The sooner training begins, the better, since it is much easier to teach a puppy to “work” than an adult dog can. It is worth moving on to the study of this command after the puppy has mastered the “sit” command well. It is worth working with a puppy not only at home, but also on the street. Then your pet will obey you in any conditions.
Down command training
For dog training you will need: a treat, a leash, a collar. All of these can be purchased at the pet store. After the puppy has sat down, bring the treat to his nose and at the moment when he reaches for it, say the command “down”. Put your hand down and forward, the puppy will show more interest in the treat if he is hungry at the time of training. If the puppy obeyed, reward him with a treat and praise him with stroking, while the phrase: “good, down.”

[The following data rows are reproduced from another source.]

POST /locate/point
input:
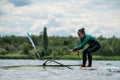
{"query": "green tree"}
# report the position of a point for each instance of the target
(45, 40)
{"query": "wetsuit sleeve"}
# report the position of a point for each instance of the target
(81, 44)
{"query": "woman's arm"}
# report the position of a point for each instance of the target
(82, 44)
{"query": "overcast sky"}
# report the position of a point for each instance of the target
(61, 17)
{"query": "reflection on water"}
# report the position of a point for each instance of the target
(107, 70)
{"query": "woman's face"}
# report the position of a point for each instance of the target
(80, 34)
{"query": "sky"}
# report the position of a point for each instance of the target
(61, 17)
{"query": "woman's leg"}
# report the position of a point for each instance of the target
(84, 57)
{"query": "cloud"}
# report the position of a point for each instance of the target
(63, 17)
(19, 2)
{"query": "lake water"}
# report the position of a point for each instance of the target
(107, 70)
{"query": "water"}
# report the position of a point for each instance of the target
(107, 70)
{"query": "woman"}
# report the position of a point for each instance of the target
(94, 45)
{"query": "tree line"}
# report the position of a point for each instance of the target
(56, 45)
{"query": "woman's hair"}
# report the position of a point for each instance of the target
(82, 30)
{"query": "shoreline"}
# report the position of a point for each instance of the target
(66, 57)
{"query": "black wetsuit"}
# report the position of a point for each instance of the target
(94, 45)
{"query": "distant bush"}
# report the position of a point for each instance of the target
(3, 52)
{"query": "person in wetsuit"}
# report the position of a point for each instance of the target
(94, 45)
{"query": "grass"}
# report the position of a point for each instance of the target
(65, 57)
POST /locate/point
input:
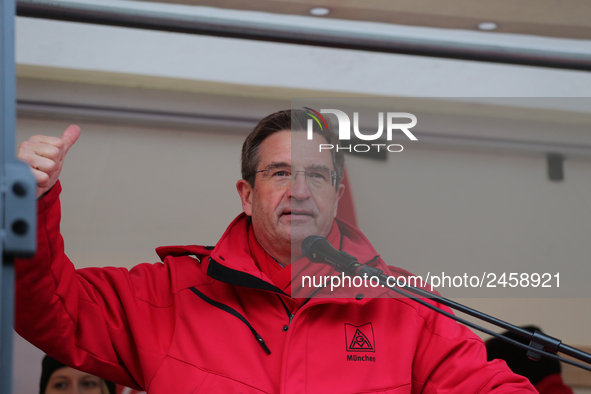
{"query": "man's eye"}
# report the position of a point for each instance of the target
(316, 175)
(280, 174)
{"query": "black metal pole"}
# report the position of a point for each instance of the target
(17, 194)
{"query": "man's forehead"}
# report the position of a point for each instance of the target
(295, 149)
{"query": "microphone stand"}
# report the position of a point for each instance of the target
(540, 343)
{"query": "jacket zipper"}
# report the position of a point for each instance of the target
(235, 313)
(291, 315)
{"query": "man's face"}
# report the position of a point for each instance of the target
(284, 214)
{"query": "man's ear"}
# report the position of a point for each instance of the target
(245, 191)
(339, 194)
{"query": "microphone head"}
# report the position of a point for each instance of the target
(307, 244)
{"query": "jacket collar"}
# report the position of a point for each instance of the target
(231, 261)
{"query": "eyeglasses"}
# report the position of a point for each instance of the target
(317, 178)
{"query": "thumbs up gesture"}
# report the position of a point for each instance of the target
(46, 156)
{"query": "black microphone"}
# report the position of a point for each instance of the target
(318, 250)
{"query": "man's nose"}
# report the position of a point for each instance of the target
(299, 188)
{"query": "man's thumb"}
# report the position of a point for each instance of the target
(70, 136)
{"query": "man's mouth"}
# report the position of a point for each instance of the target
(297, 213)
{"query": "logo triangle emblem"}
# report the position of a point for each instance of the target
(360, 342)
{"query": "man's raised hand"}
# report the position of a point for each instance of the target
(46, 155)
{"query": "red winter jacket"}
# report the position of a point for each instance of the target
(208, 320)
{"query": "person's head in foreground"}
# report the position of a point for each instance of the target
(56, 378)
(290, 188)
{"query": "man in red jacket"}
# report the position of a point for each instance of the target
(236, 318)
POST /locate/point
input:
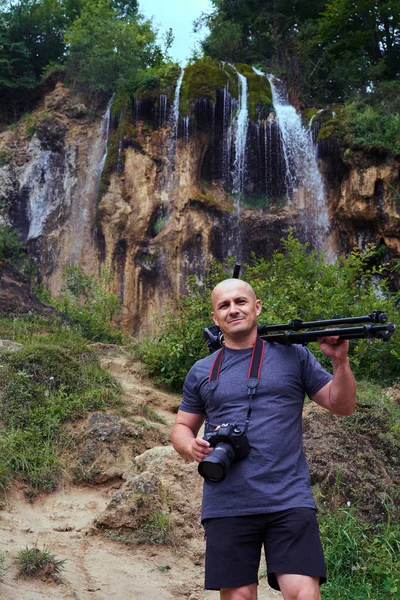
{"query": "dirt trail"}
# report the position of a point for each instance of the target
(96, 567)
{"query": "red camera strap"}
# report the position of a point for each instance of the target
(253, 376)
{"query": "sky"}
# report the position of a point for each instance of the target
(179, 15)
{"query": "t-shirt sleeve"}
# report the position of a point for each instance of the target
(313, 374)
(192, 401)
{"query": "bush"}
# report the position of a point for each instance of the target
(361, 563)
(178, 343)
(32, 562)
(86, 301)
(42, 386)
(295, 283)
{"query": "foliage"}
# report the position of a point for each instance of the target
(85, 300)
(355, 43)
(155, 528)
(294, 283)
(160, 77)
(101, 42)
(171, 350)
(55, 377)
(361, 563)
(373, 120)
(10, 247)
(106, 51)
(32, 562)
(327, 50)
(3, 568)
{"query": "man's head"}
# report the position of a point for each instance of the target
(235, 311)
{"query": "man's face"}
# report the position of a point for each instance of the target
(235, 308)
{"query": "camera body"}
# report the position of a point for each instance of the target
(230, 444)
(233, 435)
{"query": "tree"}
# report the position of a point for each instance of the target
(106, 51)
(358, 44)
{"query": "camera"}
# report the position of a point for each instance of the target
(230, 444)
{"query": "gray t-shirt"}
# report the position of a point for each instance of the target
(274, 476)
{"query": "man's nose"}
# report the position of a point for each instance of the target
(233, 308)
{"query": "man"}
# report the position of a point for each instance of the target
(265, 498)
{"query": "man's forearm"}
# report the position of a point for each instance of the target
(343, 388)
(182, 440)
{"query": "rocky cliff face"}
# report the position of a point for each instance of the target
(151, 197)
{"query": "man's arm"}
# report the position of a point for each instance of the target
(183, 436)
(339, 395)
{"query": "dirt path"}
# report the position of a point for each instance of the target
(96, 567)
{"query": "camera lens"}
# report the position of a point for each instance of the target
(214, 466)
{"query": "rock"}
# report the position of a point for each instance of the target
(6, 345)
(16, 296)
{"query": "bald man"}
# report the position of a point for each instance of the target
(265, 499)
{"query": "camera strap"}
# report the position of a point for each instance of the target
(253, 375)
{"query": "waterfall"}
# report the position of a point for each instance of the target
(226, 137)
(174, 118)
(104, 134)
(240, 126)
(167, 178)
(162, 109)
(304, 185)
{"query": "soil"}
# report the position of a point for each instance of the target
(126, 517)
(90, 519)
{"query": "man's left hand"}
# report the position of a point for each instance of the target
(334, 347)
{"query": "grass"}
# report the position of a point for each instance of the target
(33, 562)
(54, 378)
(361, 563)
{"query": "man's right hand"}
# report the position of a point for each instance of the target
(200, 449)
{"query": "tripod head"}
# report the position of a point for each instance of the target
(375, 327)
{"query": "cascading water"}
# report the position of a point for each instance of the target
(240, 125)
(104, 134)
(163, 103)
(167, 179)
(304, 185)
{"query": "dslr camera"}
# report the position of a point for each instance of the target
(230, 444)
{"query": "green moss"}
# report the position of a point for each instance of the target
(258, 92)
(202, 79)
(125, 132)
(153, 81)
(209, 202)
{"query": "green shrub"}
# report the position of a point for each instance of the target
(361, 563)
(171, 350)
(32, 562)
(88, 303)
(42, 386)
(294, 283)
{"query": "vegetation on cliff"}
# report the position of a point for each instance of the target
(54, 377)
(328, 50)
(295, 283)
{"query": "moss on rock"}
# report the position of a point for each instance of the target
(259, 93)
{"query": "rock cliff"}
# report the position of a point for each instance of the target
(148, 190)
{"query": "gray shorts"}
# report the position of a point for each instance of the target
(291, 543)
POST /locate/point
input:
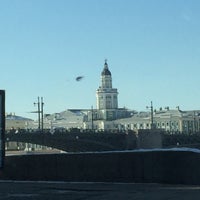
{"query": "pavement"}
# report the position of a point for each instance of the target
(21, 190)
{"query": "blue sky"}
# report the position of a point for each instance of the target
(152, 47)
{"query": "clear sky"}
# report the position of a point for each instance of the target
(152, 48)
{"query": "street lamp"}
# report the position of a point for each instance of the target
(40, 105)
(151, 107)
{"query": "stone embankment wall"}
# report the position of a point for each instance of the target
(174, 167)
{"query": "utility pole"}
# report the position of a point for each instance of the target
(40, 105)
(92, 119)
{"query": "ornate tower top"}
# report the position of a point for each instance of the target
(106, 71)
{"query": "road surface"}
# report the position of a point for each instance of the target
(10, 190)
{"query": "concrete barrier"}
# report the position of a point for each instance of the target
(173, 167)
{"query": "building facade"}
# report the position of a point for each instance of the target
(106, 96)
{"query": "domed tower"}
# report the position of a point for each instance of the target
(107, 97)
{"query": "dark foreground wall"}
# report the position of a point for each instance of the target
(156, 166)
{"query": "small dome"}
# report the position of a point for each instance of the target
(106, 71)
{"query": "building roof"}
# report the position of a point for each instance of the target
(106, 71)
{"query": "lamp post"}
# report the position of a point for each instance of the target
(151, 107)
(40, 105)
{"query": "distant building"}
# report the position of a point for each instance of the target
(107, 115)
(17, 122)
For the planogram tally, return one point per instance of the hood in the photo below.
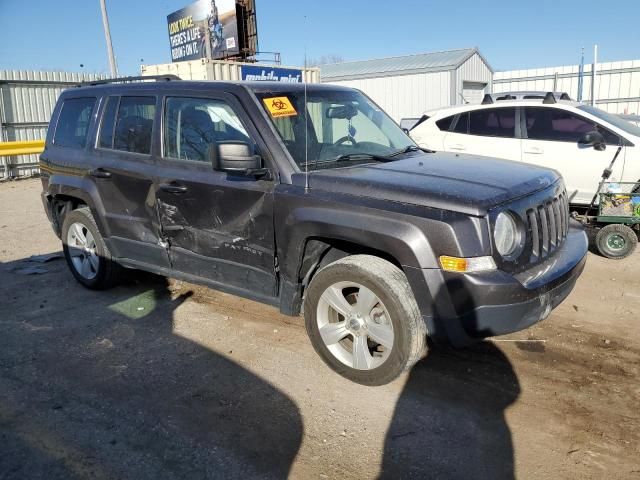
(463, 183)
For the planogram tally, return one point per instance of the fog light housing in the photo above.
(467, 265)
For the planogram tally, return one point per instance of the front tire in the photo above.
(86, 253)
(363, 320)
(616, 241)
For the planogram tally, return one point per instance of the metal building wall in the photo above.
(617, 83)
(406, 96)
(205, 69)
(473, 70)
(27, 99)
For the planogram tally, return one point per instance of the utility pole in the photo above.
(107, 36)
(594, 72)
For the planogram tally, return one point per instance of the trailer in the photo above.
(617, 222)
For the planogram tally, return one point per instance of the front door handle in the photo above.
(173, 188)
(100, 173)
(534, 150)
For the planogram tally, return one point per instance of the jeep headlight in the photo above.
(506, 234)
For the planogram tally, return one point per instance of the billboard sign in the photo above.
(204, 29)
(253, 73)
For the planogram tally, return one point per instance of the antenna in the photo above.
(306, 117)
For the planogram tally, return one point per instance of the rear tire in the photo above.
(378, 333)
(616, 241)
(86, 253)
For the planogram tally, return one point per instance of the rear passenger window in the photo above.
(444, 124)
(562, 126)
(462, 125)
(495, 122)
(134, 124)
(73, 124)
(108, 123)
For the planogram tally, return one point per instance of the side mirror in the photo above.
(236, 158)
(593, 139)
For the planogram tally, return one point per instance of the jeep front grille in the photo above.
(548, 226)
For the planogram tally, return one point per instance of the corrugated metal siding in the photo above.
(406, 96)
(205, 69)
(27, 99)
(617, 83)
(392, 66)
(473, 70)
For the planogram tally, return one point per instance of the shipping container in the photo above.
(205, 69)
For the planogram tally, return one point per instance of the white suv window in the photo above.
(553, 124)
(494, 122)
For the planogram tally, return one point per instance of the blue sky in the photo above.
(61, 35)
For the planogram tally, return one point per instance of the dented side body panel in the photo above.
(264, 237)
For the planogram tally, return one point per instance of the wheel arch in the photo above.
(64, 193)
(315, 237)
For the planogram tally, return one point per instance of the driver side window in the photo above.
(192, 126)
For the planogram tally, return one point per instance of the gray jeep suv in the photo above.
(312, 199)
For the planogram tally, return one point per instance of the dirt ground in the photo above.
(158, 379)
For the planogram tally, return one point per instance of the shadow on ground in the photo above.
(98, 385)
(449, 421)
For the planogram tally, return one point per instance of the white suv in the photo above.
(545, 132)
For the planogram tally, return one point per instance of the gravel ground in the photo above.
(158, 379)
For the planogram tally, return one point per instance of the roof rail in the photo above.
(157, 78)
(487, 100)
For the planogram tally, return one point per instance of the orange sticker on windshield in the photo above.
(279, 107)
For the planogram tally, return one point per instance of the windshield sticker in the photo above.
(280, 107)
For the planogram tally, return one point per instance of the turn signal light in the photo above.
(467, 265)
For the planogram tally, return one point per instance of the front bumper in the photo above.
(464, 308)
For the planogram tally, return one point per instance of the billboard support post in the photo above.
(107, 36)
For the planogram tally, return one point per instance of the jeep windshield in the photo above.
(335, 128)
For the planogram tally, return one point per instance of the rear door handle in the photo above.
(458, 146)
(100, 173)
(173, 188)
(534, 150)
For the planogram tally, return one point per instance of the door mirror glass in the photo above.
(593, 139)
(234, 157)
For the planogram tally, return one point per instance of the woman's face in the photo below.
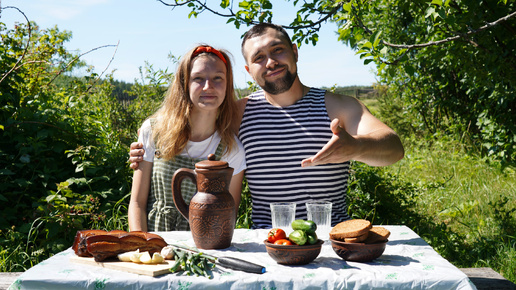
(207, 82)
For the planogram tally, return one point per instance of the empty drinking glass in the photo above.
(320, 213)
(283, 214)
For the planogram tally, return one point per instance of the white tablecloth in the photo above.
(407, 263)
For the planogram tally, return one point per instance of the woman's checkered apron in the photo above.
(162, 212)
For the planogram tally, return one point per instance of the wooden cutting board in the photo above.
(142, 269)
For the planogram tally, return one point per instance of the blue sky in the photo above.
(148, 31)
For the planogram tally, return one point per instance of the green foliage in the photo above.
(63, 160)
(443, 66)
(450, 63)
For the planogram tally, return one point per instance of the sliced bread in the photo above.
(377, 234)
(350, 229)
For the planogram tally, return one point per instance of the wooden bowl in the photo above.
(293, 254)
(358, 252)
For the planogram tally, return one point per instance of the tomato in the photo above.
(283, 242)
(276, 234)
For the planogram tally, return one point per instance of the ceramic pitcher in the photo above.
(211, 213)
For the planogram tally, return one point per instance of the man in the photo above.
(284, 127)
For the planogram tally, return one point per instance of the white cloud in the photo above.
(64, 9)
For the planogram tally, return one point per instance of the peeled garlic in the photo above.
(167, 253)
(157, 258)
(145, 258)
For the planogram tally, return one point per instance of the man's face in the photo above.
(271, 61)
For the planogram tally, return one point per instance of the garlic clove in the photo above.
(157, 258)
(145, 258)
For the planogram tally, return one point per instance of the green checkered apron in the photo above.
(162, 212)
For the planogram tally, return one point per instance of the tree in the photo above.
(449, 62)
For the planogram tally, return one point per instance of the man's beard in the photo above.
(281, 85)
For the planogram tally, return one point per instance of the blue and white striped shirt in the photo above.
(275, 140)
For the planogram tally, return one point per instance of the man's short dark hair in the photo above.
(259, 29)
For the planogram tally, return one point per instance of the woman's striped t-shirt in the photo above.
(275, 140)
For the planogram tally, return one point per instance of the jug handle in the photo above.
(177, 196)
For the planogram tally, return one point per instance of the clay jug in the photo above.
(211, 212)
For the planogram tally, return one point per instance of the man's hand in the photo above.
(136, 154)
(342, 147)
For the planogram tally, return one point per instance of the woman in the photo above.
(193, 121)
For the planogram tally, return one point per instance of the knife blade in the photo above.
(227, 262)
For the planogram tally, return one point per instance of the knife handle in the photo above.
(240, 265)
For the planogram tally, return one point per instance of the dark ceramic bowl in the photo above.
(293, 254)
(358, 252)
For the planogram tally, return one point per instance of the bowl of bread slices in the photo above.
(357, 240)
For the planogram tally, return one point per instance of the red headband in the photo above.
(209, 49)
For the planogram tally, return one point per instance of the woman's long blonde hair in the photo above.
(172, 130)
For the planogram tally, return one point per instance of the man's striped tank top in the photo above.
(275, 140)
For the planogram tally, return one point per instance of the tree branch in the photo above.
(26, 46)
(452, 38)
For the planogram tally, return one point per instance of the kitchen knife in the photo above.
(227, 262)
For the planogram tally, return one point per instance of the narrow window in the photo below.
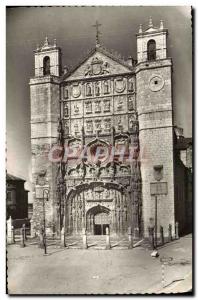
(46, 65)
(151, 50)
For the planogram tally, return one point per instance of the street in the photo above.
(74, 271)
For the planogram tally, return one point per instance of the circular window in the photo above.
(156, 83)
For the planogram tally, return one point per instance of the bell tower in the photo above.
(47, 60)
(155, 114)
(44, 97)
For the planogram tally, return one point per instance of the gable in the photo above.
(98, 64)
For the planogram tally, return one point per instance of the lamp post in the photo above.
(61, 192)
(45, 193)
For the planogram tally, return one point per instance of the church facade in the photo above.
(102, 139)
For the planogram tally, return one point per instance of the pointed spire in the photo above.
(150, 22)
(140, 28)
(46, 43)
(161, 24)
(97, 33)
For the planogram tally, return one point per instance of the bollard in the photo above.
(136, 233)
(161, 235)
(84, 234)
(176, 230)
(108, 245)
(41, 240)
(22, 237)
(169, 232)
(9, 231)
(130, 246)
(151, 237)
(45, 242)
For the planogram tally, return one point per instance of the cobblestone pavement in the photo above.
(69, 271)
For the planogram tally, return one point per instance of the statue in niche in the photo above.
(76, 109)
(132, 119)
(135, 127)
(111, 170)
(65, 92)
(106, 87)
(107, 124)
(89, 126)
(88, 90)
(106, 194)
(65, 110)
(120, 103)
(120, 127)
(106, 68)
(76, 128)
(97, 106)
(88, 107)
(130, 86)
(131, 103)
(80, 172)
(88, 70)
(66, 128)
(107, 105)
(97, 89)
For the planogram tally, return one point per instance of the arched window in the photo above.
(151, 50)
(46, 65)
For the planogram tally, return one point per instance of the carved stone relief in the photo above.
(76, 90)
(65, 110)
(97, 67)
(88, 107)
(107, 105)
(120, 84)
(88, 90)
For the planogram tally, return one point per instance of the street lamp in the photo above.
(61, 192)
(45, 193)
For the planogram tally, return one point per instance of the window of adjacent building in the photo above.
(88, 107)
(46, 65)
(151, 50)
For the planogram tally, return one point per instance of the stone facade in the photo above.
(103, 103)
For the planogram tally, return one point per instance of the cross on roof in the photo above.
(97, 25)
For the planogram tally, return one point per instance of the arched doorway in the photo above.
(98, 219)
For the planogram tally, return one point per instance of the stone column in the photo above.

If the dog starts to get up without your command, from the action with the treat and again induce the puppy to lie down. Reward your puppy only after re-styling. While stroking the puppy on the withers and along the back to the tail, lightly press him to the floor or ground, holding the position in position for a while. At the same time, give a treat with the other hand and repeat the “down” command.
If your dog doesn’t want to do this command at all, try proactively. As soon as you see that your pet is about to lie down, tell him to lie down. Then reward your dog with treats and strokes. This technique is called “catching” or “behavior selection”. The dog’s reward comes at that moment. Try not to repeat the word “down” too often. Give just one command and get it done each time. Otherwise, your dog will listen only from the second or third time.
You may need to repeat this exercise more than once before the puppy lies down on command, but be consistent and do not stop training until you have fully mastered the skill. Practice often and in different places – once your dog is happily lying down on command in your home, start to practice in more distracting environments like the garden or your local park.
Add the Release
When your dog can successfully lie down on command, it’s time to introduce your release word. This is what you’ll say when you give permission for your dog to get up. Many people use the word “OK” for the release cue, but you can use any word you want.
Start with small increments of time, making your dog lie down for no more than 30 seconds before releasing him. To instill this, you can use the “stay” command and then your release command when you’re ready to let the dog go. Work your way up to longer periods of time so your dog will stay down until you say “OK,” no matter how long it is.